I first came across mention of the Joerissen prototype in an exchange on a site called Typewriter Talk, sparked by an eBay listing. Someone who linked to a mention of Joerissen on ozTypewriter (a post about Underwood’s ‘crypto’ typewriter) without mentioning ozTypewriter, pointed to what looks like a segment as a typebar rest. This is shown in figure two of Joerissen’s #1918106 1931-33 patent. One must wonder why, if the machine was built, the court was told Joerissen “has never built a complete machine embodying the claims in suit”.


Joerissen was born in Ilion, Herkimer, New York, on April 24, 1871. Family members worked there as machinists for Remington.
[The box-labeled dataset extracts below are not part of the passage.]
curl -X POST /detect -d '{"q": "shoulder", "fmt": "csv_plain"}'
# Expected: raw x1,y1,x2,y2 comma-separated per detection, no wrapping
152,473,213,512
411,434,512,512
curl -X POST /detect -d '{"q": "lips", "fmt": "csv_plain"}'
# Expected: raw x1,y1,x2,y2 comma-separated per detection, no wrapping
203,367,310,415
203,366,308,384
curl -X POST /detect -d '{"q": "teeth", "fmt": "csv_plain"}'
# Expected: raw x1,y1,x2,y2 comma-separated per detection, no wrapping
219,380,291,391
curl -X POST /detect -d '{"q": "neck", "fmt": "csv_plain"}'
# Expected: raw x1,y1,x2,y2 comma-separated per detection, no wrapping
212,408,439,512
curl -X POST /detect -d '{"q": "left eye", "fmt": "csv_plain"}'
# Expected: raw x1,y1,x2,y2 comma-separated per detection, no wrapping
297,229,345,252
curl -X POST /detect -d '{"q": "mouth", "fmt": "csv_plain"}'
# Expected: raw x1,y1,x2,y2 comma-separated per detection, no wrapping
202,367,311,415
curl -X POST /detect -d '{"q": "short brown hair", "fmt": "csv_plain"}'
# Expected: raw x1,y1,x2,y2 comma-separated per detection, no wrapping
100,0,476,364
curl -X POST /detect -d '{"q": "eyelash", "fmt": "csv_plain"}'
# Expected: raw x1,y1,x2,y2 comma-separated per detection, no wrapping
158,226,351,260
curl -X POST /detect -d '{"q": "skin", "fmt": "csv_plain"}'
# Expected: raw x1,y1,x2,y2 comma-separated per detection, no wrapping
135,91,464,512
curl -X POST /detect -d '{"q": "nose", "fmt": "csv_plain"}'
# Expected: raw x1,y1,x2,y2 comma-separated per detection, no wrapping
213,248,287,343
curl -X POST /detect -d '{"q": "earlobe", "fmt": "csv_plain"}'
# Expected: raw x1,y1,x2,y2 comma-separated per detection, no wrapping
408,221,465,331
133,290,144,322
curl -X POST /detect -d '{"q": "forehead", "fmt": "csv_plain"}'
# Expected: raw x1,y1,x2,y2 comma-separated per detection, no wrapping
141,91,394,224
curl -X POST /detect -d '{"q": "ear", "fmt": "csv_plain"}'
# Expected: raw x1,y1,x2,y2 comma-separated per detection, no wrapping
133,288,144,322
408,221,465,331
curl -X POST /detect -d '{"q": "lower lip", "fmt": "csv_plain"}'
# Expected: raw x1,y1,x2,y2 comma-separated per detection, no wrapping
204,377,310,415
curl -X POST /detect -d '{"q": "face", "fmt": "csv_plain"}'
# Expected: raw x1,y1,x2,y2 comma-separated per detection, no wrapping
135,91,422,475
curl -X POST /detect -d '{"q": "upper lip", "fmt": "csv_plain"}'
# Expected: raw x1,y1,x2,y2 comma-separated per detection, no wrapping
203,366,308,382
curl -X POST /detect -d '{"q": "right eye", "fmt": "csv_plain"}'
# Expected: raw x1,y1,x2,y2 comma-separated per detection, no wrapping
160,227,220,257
Joerissen became Underwood’s first branch manager, having been rewarded with the role in Philadelphia after, in March 1900, heading off competition with all other leading brands to secure an order for 250 Underwoods from the US Navy Department, which was followed up by an order for 150 Underwoods from the Army. In 1903, the year after being appointed to Philadelphia, he patented a tabulating mechanism for Underwood, and in 1904 became Underwood’s Washington DC-based but much-travelled “special representative”. In October 1911 he was bestowed with the Order of the Ruban Violette by the French Government for his services to the French Education and Literary Society in establishing a chain of free industrial schools in France. In 1939 Joerissen moved to Miami Shores, Florida, from Chevy Chase, Maryland. He died while on a visit to Washington DC, on April 19, 1942, just five days short of his 71st birthday. 
He is buried at the Rock Creek Cemetery, Washington DC.